On 31 January 1997, Patrizia was arrested and accused of hiring the hitman. The trial garnered intense media interest, with the local press dubbing her the "Black Widow". According to prosecutors, Patrizia's motive was a mixture of jealousy, money, and resentment towards her ex-husband. They argued that she wanted control over the Gucci estate and wanted to prevent her ex-husband from marrying Paola Franchi. The impending marriage would have cut her alimony in half, reducing her annual income to $860,000 a year, which, according to her, amounted to "a bowl of lentils". The hitman, debt-ridden pizzeria owner Benedetto Ceraulo, was found to have been hired by Patrizia through Giuseppina "Pina" Auriemma, a high-society psychic and close friend of Patrizia.

===Prison time===
In 1997, Patrizia Reggiani was sentenced to 29 years in prison for arranging the killing.
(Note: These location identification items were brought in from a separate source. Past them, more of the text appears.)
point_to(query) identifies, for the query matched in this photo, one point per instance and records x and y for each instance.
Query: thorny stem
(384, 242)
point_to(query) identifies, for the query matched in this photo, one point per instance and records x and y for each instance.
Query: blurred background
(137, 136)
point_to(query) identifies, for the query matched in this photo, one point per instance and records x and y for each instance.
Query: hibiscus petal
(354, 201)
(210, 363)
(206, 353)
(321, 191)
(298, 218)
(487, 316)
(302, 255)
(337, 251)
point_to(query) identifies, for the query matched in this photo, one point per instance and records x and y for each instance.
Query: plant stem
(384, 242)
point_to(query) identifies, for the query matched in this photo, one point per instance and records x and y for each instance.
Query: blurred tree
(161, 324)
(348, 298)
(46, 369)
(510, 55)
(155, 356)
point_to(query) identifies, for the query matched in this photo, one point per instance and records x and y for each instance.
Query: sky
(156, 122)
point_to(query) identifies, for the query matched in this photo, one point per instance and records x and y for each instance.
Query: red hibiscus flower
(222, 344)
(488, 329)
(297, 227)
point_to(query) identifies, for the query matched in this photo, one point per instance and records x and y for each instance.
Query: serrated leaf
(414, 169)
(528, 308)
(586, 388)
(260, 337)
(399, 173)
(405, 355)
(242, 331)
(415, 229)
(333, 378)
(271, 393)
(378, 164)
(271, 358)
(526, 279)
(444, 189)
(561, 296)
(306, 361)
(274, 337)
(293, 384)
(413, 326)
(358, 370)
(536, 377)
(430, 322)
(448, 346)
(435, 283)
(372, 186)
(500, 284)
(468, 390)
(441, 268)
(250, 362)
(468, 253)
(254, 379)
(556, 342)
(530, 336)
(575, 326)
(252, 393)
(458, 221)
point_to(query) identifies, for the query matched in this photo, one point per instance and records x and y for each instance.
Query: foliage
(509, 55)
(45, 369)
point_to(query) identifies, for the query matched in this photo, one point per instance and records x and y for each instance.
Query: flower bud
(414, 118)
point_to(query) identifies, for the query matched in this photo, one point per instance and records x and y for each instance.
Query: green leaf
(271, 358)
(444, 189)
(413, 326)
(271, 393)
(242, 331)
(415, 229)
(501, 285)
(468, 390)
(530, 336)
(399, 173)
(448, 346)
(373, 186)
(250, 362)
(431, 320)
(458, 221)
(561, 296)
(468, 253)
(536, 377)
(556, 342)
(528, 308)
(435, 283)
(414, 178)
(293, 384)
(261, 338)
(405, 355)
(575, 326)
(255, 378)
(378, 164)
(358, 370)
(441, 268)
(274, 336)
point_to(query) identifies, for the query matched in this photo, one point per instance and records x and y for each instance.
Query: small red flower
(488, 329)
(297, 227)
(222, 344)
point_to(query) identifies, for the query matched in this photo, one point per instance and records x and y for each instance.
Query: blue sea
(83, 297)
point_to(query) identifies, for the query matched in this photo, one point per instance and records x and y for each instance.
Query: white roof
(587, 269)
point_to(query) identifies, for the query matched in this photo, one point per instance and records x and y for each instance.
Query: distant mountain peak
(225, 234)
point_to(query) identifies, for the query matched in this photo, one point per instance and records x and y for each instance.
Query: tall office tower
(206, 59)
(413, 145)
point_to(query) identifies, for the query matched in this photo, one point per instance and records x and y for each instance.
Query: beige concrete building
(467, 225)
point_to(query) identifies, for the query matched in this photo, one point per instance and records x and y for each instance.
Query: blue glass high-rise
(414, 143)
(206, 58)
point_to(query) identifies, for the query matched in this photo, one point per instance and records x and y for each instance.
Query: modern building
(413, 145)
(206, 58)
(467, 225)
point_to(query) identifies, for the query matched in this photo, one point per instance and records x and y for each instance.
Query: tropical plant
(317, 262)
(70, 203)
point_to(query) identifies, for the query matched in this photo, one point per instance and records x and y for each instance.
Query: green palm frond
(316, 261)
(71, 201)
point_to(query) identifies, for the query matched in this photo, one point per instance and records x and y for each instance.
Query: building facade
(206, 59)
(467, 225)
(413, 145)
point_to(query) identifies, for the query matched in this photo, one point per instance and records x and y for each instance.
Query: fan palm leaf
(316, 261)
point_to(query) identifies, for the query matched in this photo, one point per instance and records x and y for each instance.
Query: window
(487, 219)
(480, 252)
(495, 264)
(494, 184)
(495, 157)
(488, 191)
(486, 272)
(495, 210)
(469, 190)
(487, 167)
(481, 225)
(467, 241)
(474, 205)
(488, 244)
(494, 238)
She asked that her conviction be overturned, claiming that a brain tumor had affected her personality. In 2000, an appeals court in Milan upheld the conviction but reduced the sentence to 26 years. In 2000, she tried to commit suicide by hanging herself with a bed sheet, but she was found by prison guards.
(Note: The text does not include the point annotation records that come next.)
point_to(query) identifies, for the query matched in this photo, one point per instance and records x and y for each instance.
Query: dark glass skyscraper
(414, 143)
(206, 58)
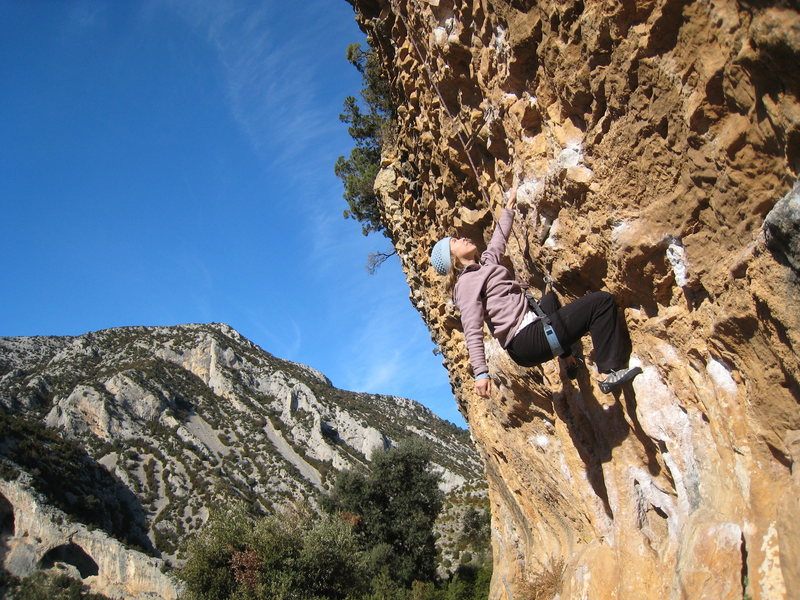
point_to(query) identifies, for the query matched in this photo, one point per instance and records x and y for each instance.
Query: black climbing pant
(595, 313)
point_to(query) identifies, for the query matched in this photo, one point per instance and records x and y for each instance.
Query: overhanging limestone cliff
(653, 138)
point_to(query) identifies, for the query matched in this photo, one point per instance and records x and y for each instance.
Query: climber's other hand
(483, 387)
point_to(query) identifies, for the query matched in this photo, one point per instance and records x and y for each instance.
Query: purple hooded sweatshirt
(488, 291)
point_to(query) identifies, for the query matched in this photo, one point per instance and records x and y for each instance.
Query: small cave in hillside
(6, 518)
(70, 554)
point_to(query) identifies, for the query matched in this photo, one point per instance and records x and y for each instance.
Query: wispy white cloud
(270, 75)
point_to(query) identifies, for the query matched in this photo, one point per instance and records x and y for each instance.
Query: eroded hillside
(653, 139)
(165, 424)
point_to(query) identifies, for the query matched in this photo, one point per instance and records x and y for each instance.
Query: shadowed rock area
(652, 139)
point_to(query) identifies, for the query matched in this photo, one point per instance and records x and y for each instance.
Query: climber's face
(464, 250)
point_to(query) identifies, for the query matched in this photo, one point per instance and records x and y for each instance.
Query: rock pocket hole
(70, 554)
(6, 518)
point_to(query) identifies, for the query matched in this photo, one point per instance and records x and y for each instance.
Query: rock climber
(485, 290)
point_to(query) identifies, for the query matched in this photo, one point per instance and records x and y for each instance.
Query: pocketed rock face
(652, 139)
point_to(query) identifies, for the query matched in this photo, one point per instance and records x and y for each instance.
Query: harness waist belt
(549, 332)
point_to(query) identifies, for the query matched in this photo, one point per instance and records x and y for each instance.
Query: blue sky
(171, 161)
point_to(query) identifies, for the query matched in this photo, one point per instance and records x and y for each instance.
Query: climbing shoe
(617, 378)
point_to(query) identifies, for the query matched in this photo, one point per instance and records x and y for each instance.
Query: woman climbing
(485, 290)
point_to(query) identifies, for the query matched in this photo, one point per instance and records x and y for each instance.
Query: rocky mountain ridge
(657, 144)
(192, 417)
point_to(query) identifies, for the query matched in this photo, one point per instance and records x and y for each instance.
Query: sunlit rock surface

In 2005, despite rules against prison pets, Patrizia's legal team convinced the prison to allow her pet ferret to live with her. In October 2011, she became eligible for parole under a work-release programme but refused, saying, "I've never worked in my life, and I'm certainly not going to start now." With credit for good behavior, she was released in October 2016, after 18 years in prison.

==Documentary==
In 2020, Jovica Nonkovic made the documentary Lady Gucci – La storia di Patrizia Reggiani, where Reggiani tells her perspective of the story.

==In popular culture==
The film House of Gucci (2021) is based on Patrizia Reggiani's marriage to and murder of Maurizio Gucci. It starred singer and actress Lady Gaga as Reggiani and Adam Driver as Gucci, and was directed by Ridley Scott. The film was announced in November 2019. In March 2021, Reggiani praised the casting of Lady Gaga in the film, saying that she looks like her, but expressed annoyance that Gaga did not meet her before accepting the role. Gaga stated in interviews that she had no interest in "colluding" with Reggiani, but her heart "goes out to her daughters... I do care deeply that this must be very painful for them."